Jakob Lüdi, Roland Jeckelmann et Jean Lussier (de g. à dr.), joueurs de Gottéron en 1980
Cela s'était passé le 4 mars 1980. Ce soir-là, dans l’atmosphère euphorique des Augustins, Gottéron avait réduit Zurich à un statut de sparring-partner (6-0) et célébré sa promotion en LNA.
Cela s'était passé il y a 40 ans pile-poil. Mais, pour Jean Lussier, l’un des héros de cette fabuleuse aventure, c'était hier. Ou presque. «Je crois bien que je me souviens de chaque détail de cette journée exceptionnelle, raconte le Québécois qui avait le don de rendre une rondelle intelligente. Les mots de la théorie de notre entraîneur Gaston Pelletier nous avait touché au coeur. Il nous avait dit que nous avions une chance de marquer l’histoire, que cette chance ne passerait probablement pas deux fois, qu’il fallait la saisir, là, maintenant.» «Grand Jean» visualise encore les faciès des Zurichois, présumés supérieurs, mais tétanisés par le récital d’une équipe qui en était vraiment une. «Ah, ce noyau de la Basse-Ville, lâche Lussier, la voix tremblotante en songeant à l’épisode le plus émotif d’une carrière pourtant riche en satisfactions. Ouais, je crois bien qu’on était la définition parfaite du mot «équipe».»
Fiers d’avoir marqué l’histoire
Jean Lussier (66 ans) s’est posé mardi matin en Suisse. Mercredi soir, même s’il ne chaussera pas ses patins, il sera présent au Lac Noir où les acteurs de cette promotion enfileront leur maillot dans lequel ils se sentiront peut-être un peu à l’étroit, mais tellement fiers. «Bien sûr, nous sommes fiers d’avoir marqué l’histoire», glisse Lussier. Fiers d’avoir posé Gottéron sur la carte du plus haut niveau du hockey suisse. Fiers que d’autres aient su prendre soin de cet extraordinaire héritage. Gottéron, club auquel un «Fribourg» a été accolé depuis, est le club établi depuis le plus longtemps en LNA devenue National League.

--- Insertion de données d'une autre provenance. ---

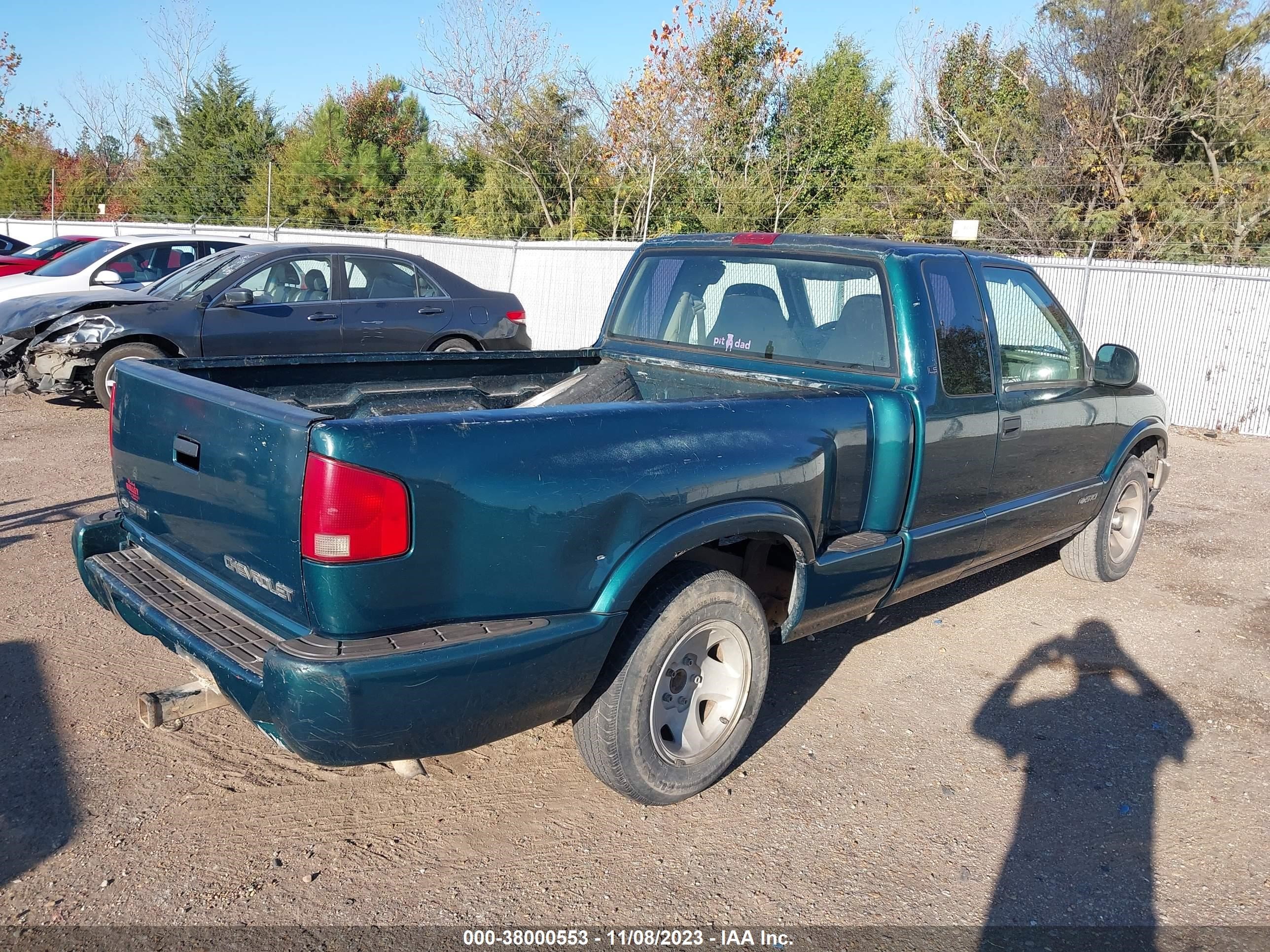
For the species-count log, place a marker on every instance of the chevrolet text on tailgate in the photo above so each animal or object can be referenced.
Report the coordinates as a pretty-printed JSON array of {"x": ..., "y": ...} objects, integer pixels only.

«C’est probablement ce qui me fait le plus de plaisir aujourd’hui, reprend Lussier. Cette promotion n’était en fait que le début d’une merveilleuse aventure.» A quelques kilomètres de chez lui, à Cowansville où il travaille encore trois heures par jour au bureau de poste, le slogan du Canadien de Montréal est une ode aux anciens: «Nos bras meurtris vous tendent le flambeau. À vous de le porter bien haut.» Un adage qui aurait pu être écrit par les Lüdi, Rotzetter, Raemy, Meuwly et Lüthi un soir de relâche autour de quelques Cardinal. «Vous savez quoi, questionne Lussier? Chaque année, le 4 mars, j’y pense. C’est comme si je fêtais une deuxième fois mon anniversaire dans l’année.»
Il y aura d’autres larmes
Il y a deux mois, quand il est rentré chez lui après avoir quitté le guichet postal, il avait entendu la voix de Jakob Lüdi sur son répondeur. «J’ai eu peur, il avait le timbre d’une personne qui n’allait pas bien. Alors je l’ai tout de suite rappelé. Et je m’étais bien planté (rires): Jakob allait très bien et il voulait m’inviter pour les 40 ans.» Emu: «J’ai dit à mon épouse que j’allais prendre des vacances et m’y rendre.» Il reprend: «J’ai eu la chance de connaître le succès dans la carrière de joueur et d’entraîneur. La promotion en LNA avec Lausanne en 1995, c’était énorme. Mais ce n’était quand même pas Gottéron. Que voulez-vous, une partie de mon cœur est ici, à Fribourg.»
Jean Lussier n’a plus jamais entraîné depuis qu’il a été congédié par le LHC lors d’une saison 1995-1996 particulièrement éprouvante derrière le banc d’une formation mal formée. Plus la force, plus l’envie. «Mais il ne se passe pas un jour sans que je suive l’actualité du championnat suisse.» Il ne bluffe pas. Et, pour l’attester, il nous dresse un panorama sans failles de la situation. «En fait, il n’y a qu’une chose qui me chagrine. Je me réjouissais d’assister à quelques matches de play-off. Mais, à cause du virus, c’est râpé.» Mais, assurément, il reviendra. «A chaque fois, c’est pareil. Quand j’arrive, j’ai le sourire. Et quand je vais devoir partir, il y aura quelques larmes.»